UNHCR is also observing a spike in new displacement from other frontline areas, including Yemen’s border governorates of Al Jawf and Hajjah.

Yemen. Internally Displaced people in a camp in Amran
Sawsan, 26, fled Saada with her family.

In Hajjah, which is already host to 19 per cent of Yemen’s two million internally displaced population, ongoing flare ups have seen nearly 2,000 people flee their homes in recent weeks.

Since the beginning of the conflict, UNHCR has been providing emergency assistance and protection services to vulnerable Yemenis on the ground. More than a million displaced men, women and children affected by the conflict have been provided with core relief items such as mattresses, blankets, sleeping mats, kitchen sets and wash buckets. However, funding is stretched and slow to trickle in.

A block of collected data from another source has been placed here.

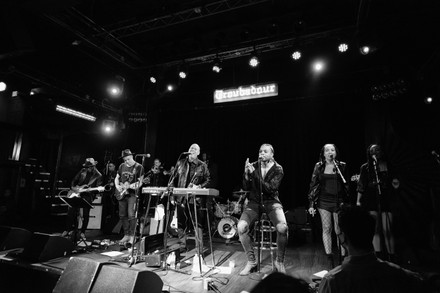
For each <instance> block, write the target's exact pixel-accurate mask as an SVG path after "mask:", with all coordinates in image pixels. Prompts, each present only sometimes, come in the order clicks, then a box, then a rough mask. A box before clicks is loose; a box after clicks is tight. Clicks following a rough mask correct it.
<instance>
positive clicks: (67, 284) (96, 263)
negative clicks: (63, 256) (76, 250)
mask: <svg viewBox="0 0 440 293" xmlns="http://www.w3.org/2000/svg"><path fill="white" fill-rule="evenodd" d="M101 266H102V262H99V261H96V260H93V259H89V258H84V257H71V258H70V259H69V262H68V263H67V266H66V268H65V269H64V271H63V273H62V275H61V277H60V278H59V280H58V282H57V284H56V286H55V288H54V290H53V293H64V292H76V293H82V292H84V293H88V292H90V290H91V289H92V284H93V281H94V280H95V278H96V276H97V274H98V271H99V269H100V268H101Z"/></svg>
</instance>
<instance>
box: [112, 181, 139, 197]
mask: <svg viewBox="0 0 440 293" xmlns="http://www.w3.org/2000/svg"><path fill="white" fill-rule="evenodd" d="M119 186H120V187H121V191H119V190H118V189H117V188H116V189H115V197H116V199H117V200H121V199H123V198H124V197H125V195H126V194H127V191H128V190H129V189H136V188H137V187H138V186H139V182H134V183H131V184H130V183H128V182H124V183H122V184H120V185H119Z"/></svg>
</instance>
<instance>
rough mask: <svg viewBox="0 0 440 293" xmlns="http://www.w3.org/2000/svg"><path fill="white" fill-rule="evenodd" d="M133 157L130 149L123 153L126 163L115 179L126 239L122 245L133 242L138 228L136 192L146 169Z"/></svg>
mask: <svg viewBox="0 0 440 293" xmlns="http://www.w3.org/2000/svg"><path fill="white" fill-rule="evenodd" d="M133 155H134V154H133V153H132V152H131V151H130V150H129V149H125V150H123V151H122V155H121V157H120V158H121V159H122V160H124V162H123V163H121V165H119V168H118V173H117V174H116V177H115V187H116V191H115V194H116V195H118V197H119V198H120V200H119V202H118V204H119V218H120V220H121V222H122V228H123V229H124V237H123V238H122V239H121V240H120V241H119V244H121V245H124V244H126V243H127V242H129V243H132V242H133V237H134V236H133V235H134V229H135V227H136V218H135V214H136V211H135V208H136V194H135V190H136V189H138V188H140V187H141V185H142V179H143V174H144V167H143V166H142V165H141V164H139V163H138V162H136V161H135V160H134V159H133Z"/></svg>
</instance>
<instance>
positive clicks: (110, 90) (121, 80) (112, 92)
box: [108, 75, 125, 97]
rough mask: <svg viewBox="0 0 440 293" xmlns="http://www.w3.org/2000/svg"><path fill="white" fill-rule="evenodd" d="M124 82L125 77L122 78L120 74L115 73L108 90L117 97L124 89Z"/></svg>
mask: <svg viewBox="0 0 440 293" xmlns="http://www.w3.org/2000/svg"><path fill="white" fill-rule="evenodd" d="M124 83H125V78H123V77H122V76H120V75H117V76H116V77H115V80H114V81H113V82H112V84H111V85H110V86H109V88H108V92H109V93H110V95H111V96H113V97H119V96H120V95H122V92H123V91H124Z"/></svg>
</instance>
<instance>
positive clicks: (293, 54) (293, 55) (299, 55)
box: [291, 51, 301, 60]
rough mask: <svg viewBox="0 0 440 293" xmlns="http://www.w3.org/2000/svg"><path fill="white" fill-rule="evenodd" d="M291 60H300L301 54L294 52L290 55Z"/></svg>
mask: <svg viewBox="0 0 440 293" xmlns="http://www.w3.org/2000/svg"><path fill="white" fill-rule="evenodd" d="M291 56H292V59H293V60H299V59H300V58H301V52H300V51H295V52H293V53H292V55H291Z"/></svg>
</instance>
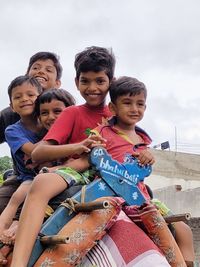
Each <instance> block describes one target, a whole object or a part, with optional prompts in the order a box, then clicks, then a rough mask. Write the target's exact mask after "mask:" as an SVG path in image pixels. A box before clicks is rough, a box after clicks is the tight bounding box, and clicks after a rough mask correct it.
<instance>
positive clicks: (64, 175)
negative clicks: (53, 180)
mask: <svg viewBox="0 0 200 267" xmlns="http://www.w3.org/2000/svg"><path fill="white" fill-rule="evenodd" d="M53 173H56V174H58V175H60V176H61V177H62V178H63V179H64V180H65V181H66V182H67V184H68V185H69V187H70V186H72V185H84V184H88V183H90V182H91V181H93V180H94V178H95V174H96V170H95V169H94V168H90V169H88V170H86V171H84V172H81V173H80V172H77V171H75V170H74V169H72V168H70V167H61V168H58V169H57V170H55V171H53Z"/></svg>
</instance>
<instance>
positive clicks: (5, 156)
mask: <svg viewBox="0 0 200 267" xmlns="http://www.w3.org/2000/svg"><path fill="white" fill-rule="evenodd" d="M8 169H12V159H11V158H10V157H8V156H4V157H0V174H3V173H4V172H5V171H6V170H8Z"/></svg>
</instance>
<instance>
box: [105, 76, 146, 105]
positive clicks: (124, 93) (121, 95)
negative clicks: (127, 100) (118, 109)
mask: <svg viewBox="0 0 200 267" xmlns="http://www.w3.org/2000/svg"><path fill="white" fill-rule="evenodd" d="M141 92H143V93H144V96H145V98H146V97H147V89H146V86H145V84H144V83H142V82H140V81H139V80H137V79H136V78H132V77H128V76H122V77H120V78H118V79H116V80H114V81H113V82H112V83H111V85H110V89H109V94H110V100H111V102H112V103H114V104H115V103H116V100H117V98H118V97H119V96H122V95H128V94H129V95H130V96H132V95H133V96H135V95H138V94H140V93H141Z"/></svg>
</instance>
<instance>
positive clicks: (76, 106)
mask: <svg viewBox="0 0 200 267" xmlns="http://www.w3.org/2000/svg"><path fill="white" fill-rule="evenodd" d="M114 68H115V58H114V55H113V54H112V51H109V50H108V49H105V48H101V47H95V46H93V47H89V48H87V49H85V50H84V51H82V52H81V53H79V54H77V55H76V58H75V69H76V78H75V82H76V86H77V88H78V90H79V91H80V93H81V95H82V97H83V98H84V99H85V101H86V103H85V104H84V105H80V106H74V107H72V109H71V108H70V109H68V108H66V109H65V110H64V111H63V112H62V113H61V115H60V116H59V118H58V119H57V120H56V122H55V124H54V125H53V126H52V127H51V129H50V130H49V132H48V134H47V135H46V136H45V138H44V140H43V141H42V143H41V144H40V145H39V146H38V149H36V150H35V151H34V152H33V154H32V157H33V160H35V161H38V162H40V163H42V162H46V161H53V160H57V159H61V158H66V156H73V155H74V153H76V154H81V153H82V152H89V151H90V145H91V144H93V143H94V142H95V141H94V140H92V139H90V138H89V139H86V140H85V141H83V140H84V139H85V138H86V137H87V135H88V134H89V133H90V129H93V128H95V127H96V126H97V125H98V124H99V123H101V122H102V120H104V119H105V118H107V117H109V116H110V115H111V114H110V111H109V109H108V107H107V106H106V105H105V98H106V95H107V92H108V89H109V86H110V83H111V81H112V79H113V76H114ZM54 178H55V177H54ZM57 178H58V179H52V180H51V179H49V177H48V175H47V174H40V175H38V176H37V177H36V178H35V180H34V181H35V182H34V183H33V185H32V187H31V190H30V192H29V194H28V196H27V199H26V201H25V205H24V208H23V212H22V214H21V217H20V223H19V229H18V232H17V236H16V242H15V248H14V252H13V260H12V264H11V266H15V267H16V266H26V265H27V263H28V260H29V257H30V254H31V251H32V247H33V245H34V242H35V239H36V237H37V235H38V232H39V230H40V227H41V224H42V222H43V218H44V213H45V209H46V206H47V203H48V201H49V199H50V198H52V197H54V196H56V195H57V194H58V193H60V192H62V191H63V190H64V189H65V188H67V187H68V184H67V182H66V181H65V180H64V179H63V178H62V177H61V176H59V175H58V174H57ZM30 225H31V228H30ZM27 236H29V238H28V240H27Z"/></svg>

For 2018, UNHCR is appealing for nearly $200 million to respond to critical and prioritised humanitarian needs. However, the agency has started the year with just three per cent of funding available.

For Fatemah Murai and her three orphaned granddaughters, who were displaced from Nihm – a district of the capital Sana’a and a flashpoint of the conflict – UNHCR’s help has become a lifeline.

“We lost our land, home and furniture and became homeless overnight – this is the first time we received assistance since we were displaced,” she said. “Our hope is for this ugly war to end and the warring sides to leave us to live in peace.”